The "generalized dihedral group" for an abelian group A is the semidirect product of A and a cyclic group of order two acting via the inverse map on A. A thus has index two in the whole group and all elements outside A have order two. Thus, at least half the elements of any generalized dihedral group have order two.
My question is the converse: if half or more the elements of a finite group G have order two, is it necessary that G is either an elementary abelian 2-group or a generalized dihedral group? [Note: Actually nontrivial elementary abelian 2-groups are also generalized dihedral, they're an extreme case. Also, note that the direct product of a generalized dihedral group with an elementary abelian 2-group is still generalized dihedral, because the elementary abelian 2-group can be pulled inside the abelian part.]
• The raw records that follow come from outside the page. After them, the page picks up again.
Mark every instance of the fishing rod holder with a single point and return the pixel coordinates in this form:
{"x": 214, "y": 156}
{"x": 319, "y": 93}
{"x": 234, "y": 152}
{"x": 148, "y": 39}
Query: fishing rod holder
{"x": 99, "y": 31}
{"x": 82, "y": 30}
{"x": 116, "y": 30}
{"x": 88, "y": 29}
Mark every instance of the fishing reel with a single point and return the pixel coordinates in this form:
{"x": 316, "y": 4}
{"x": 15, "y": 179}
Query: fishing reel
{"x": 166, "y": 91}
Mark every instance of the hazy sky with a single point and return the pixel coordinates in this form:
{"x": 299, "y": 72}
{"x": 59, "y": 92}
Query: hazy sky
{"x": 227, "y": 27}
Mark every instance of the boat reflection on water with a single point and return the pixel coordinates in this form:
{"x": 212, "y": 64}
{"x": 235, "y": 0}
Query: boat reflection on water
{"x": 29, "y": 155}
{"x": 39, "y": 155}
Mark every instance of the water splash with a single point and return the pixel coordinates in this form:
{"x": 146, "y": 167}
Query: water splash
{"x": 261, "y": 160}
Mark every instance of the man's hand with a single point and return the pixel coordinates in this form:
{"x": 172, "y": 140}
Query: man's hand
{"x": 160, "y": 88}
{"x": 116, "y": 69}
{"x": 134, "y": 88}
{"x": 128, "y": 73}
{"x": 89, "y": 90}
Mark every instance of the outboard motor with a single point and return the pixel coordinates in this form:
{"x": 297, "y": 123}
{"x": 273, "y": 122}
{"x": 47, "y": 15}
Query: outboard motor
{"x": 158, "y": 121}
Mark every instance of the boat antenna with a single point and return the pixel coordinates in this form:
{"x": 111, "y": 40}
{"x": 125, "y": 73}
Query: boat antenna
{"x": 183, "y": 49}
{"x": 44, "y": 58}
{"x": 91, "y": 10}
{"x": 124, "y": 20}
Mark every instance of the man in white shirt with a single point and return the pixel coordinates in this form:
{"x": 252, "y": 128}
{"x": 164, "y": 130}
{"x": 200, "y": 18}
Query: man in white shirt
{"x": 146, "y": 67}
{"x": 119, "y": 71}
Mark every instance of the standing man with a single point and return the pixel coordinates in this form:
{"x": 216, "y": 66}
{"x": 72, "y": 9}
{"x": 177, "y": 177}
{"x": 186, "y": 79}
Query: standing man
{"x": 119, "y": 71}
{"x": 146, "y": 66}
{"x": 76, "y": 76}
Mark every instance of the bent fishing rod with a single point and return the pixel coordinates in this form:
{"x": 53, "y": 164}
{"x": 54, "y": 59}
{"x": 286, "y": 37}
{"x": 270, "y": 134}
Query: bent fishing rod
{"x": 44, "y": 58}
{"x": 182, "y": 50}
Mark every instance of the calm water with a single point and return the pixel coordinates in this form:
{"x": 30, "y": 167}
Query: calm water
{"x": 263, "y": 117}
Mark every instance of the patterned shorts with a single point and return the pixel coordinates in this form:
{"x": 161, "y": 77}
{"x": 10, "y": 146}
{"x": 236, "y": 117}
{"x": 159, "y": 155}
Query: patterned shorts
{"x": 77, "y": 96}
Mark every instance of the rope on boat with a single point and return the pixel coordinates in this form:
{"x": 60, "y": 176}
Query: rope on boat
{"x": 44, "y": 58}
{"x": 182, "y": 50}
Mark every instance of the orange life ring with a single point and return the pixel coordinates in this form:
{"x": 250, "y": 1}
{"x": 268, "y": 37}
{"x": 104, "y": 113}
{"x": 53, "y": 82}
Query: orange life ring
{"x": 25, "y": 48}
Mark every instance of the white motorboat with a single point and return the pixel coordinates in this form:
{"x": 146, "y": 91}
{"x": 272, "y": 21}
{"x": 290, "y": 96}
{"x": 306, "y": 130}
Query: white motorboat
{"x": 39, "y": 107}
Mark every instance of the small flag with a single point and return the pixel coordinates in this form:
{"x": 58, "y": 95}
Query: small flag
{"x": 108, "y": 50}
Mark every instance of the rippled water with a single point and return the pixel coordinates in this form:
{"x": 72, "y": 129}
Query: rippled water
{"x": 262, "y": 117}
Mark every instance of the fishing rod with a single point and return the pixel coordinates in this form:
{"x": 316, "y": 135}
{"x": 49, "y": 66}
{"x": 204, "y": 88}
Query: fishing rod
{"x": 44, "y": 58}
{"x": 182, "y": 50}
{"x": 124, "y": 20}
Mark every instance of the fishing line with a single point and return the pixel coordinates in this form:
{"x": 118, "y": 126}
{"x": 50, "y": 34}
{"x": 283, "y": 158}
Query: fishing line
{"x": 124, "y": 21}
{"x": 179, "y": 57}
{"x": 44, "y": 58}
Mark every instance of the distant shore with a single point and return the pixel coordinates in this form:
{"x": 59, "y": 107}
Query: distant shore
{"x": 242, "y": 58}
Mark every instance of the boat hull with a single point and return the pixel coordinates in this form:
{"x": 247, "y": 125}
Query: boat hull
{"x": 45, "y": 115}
I have a proof when the order of G is twice an odd number m. In that case, there is a short an elegant elementary proof -- we consider the set of elements that can be written as a product of two elements of order two and show that this is a subgroup of order m, then show that any element of order two acts by the inverse map on it, and hence the subgroup is abelian. It can also be thought of as a toy example of Frobenius' theorem on Frobenius subgroups and complements (though we don't need Frobenius' theorem).
However, I am having some difficulty generalizing this, mainly because there are elements of order two that are inside the abelian group.
Although I have a number of possible proof pathways, I'll refrain from mentioning them for now because the actual proof is likely to be much simpler and I don't want to bias others trying the problem.